It can be dangerous to approach an author you used to like more than a decade past but haven't read for years. Unfortunately, I find more often than not that I'm disappointed in attempting to rediscover a writer - which isn't always a fault of the author but rather just the different stages and preferences in a reader's life.
I used to love T. Greenwood. Many years ago, I read Breathing Water, Nearer Than the Sky, and Undressing the Moon. And then, she sort of just fell off my radar. Sort of are the operative words in that sentence, because I liked her enough to continue tracking her, but found that I either wasn't drawn in by the synopses of her newer works, or when I attempted to read the first chapters, they didn't work for me.
But when Kensington offered Where I lost Her for early review (the book was actually released on February 23rd; I've been a bit behind until now), I felt like we've aligned once again. The synopsis was in-line with many of the types of novels I've been into lately, and I was excited to try her again.
Yay! It paid off!
This is the sort of writing I like from Greenwood:
"Our bodies carry no evidence of those who have loved us. If they did, if they bore the imprints of everyone's hands, every child's wet cheek, every mother's palm, if our flesh carried the ghosts of all the hands that have touched us, then we might be more careful."
Greenwood seems to specialize in writing about the relationships between mothers and daughters (this, based on the books I've read - I cannot speak to the others). She continues the theme here, but with a twist of a mystery. Tess is visiting her childhood friend in rural Vermont when, going for an ill-advised late night wine run, she almost runs into a three or four year old girl standing in the middle of the highway, alone and injured. She stops, of course, to help the little girl but the child runs off into the woods. A search ensues, but Tess' competency is (somewhat bafflingly) questioned.
Greenwood includes here one of the elements that irritates me in fiction - when everyone, including the protagonist, knows an element that is insinuated to be pertinent to the plot, but is kept from the reader.
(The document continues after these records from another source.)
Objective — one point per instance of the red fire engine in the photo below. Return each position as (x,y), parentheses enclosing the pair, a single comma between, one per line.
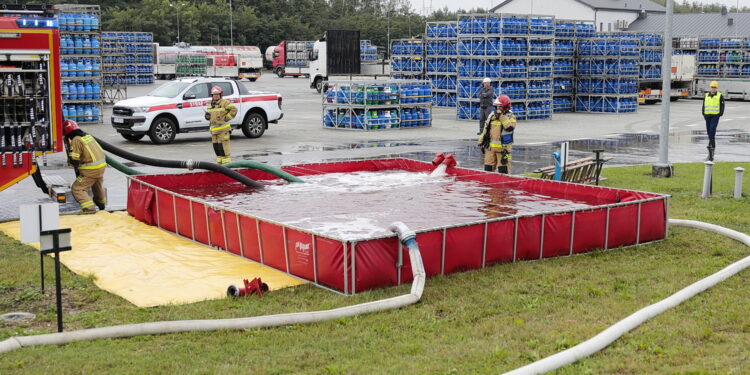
(30,97)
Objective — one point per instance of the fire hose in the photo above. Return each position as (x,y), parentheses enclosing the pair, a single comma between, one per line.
(406,236)
(189,164)
(238,164)
(609,335)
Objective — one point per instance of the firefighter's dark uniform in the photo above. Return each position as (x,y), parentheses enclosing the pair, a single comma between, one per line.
(91,165)
(220,113)
(498,149)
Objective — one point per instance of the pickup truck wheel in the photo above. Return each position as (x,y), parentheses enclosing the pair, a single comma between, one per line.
(254,125)
(132,137)
(319,85)
(162,131)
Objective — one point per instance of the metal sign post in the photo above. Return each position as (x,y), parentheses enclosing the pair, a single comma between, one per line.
(561,161)
(56,241)
(36,218)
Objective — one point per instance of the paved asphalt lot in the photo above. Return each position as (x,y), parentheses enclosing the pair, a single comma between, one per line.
(300,137)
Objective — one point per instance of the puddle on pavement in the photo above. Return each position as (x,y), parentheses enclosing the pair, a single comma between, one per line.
(625,149)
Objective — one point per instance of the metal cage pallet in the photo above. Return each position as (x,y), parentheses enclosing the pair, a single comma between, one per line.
(516,53)
(607,74)
(377,105)
(139,55)
(81,62)
(441,64)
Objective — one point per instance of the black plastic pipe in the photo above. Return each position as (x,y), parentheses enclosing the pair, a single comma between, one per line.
(182,164)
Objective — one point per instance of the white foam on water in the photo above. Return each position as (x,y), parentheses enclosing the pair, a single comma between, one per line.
(361,182)
(439,171)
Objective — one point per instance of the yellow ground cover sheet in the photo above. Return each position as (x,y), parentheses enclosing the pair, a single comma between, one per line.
(149,266)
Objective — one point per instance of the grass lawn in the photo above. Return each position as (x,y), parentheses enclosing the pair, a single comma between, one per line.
(478,322)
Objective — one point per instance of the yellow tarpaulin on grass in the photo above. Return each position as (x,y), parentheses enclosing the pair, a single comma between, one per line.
(149,266)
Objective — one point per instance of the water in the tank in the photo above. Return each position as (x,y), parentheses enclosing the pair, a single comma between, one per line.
(361,205)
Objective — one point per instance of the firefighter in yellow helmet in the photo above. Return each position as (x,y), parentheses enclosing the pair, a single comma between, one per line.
(218,114)
(713,109)
(87,157)
(496,140)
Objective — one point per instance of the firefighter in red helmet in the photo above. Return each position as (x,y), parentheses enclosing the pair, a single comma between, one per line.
(87,158)
(218,114)
(496,140)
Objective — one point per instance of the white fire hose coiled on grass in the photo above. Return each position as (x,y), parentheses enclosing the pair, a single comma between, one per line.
(407,237)
(609,335)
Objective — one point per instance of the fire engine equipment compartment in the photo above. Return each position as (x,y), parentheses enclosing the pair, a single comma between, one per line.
(30,117)
(333,230)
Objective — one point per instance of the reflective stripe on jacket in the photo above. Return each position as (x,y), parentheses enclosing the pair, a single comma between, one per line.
(221,112)
(88,152)
(500,128)
(712,104)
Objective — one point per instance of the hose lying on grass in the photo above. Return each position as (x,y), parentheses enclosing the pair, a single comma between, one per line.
(406,236)
(609,335)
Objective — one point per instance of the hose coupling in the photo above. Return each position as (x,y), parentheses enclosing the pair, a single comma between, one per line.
(404,233)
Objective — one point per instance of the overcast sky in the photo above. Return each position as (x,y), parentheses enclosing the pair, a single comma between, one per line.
(468,4)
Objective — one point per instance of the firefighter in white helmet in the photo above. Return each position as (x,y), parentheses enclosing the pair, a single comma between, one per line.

This is usually intended as an element of suspense. I'm perfectly fine with this situation, so long as it is also kept from the protagonist, but when it's withheld from the reader only, it feel both like authorial intrusion and also a bit like cheating. And in this particular story, when the element is finally revealed to the reader, I felt both like it could've been revealed earlier and also that it didn't quite carry the gravity/effect that was intended.
But that's primarily my only reservation. Otherwise, I was happy to re-immerse myself in a voice I enjoy, I was certainly driven to find out whether the child was an apparition or corporeal, and I liked the protagonist quite a lot (for some reason, not so much a trend in the books I've picked up lately). I'm inclined to categorize this novel as literary suspense, and I hope Greenwood continues with this sort of novel. Lovely and recommended!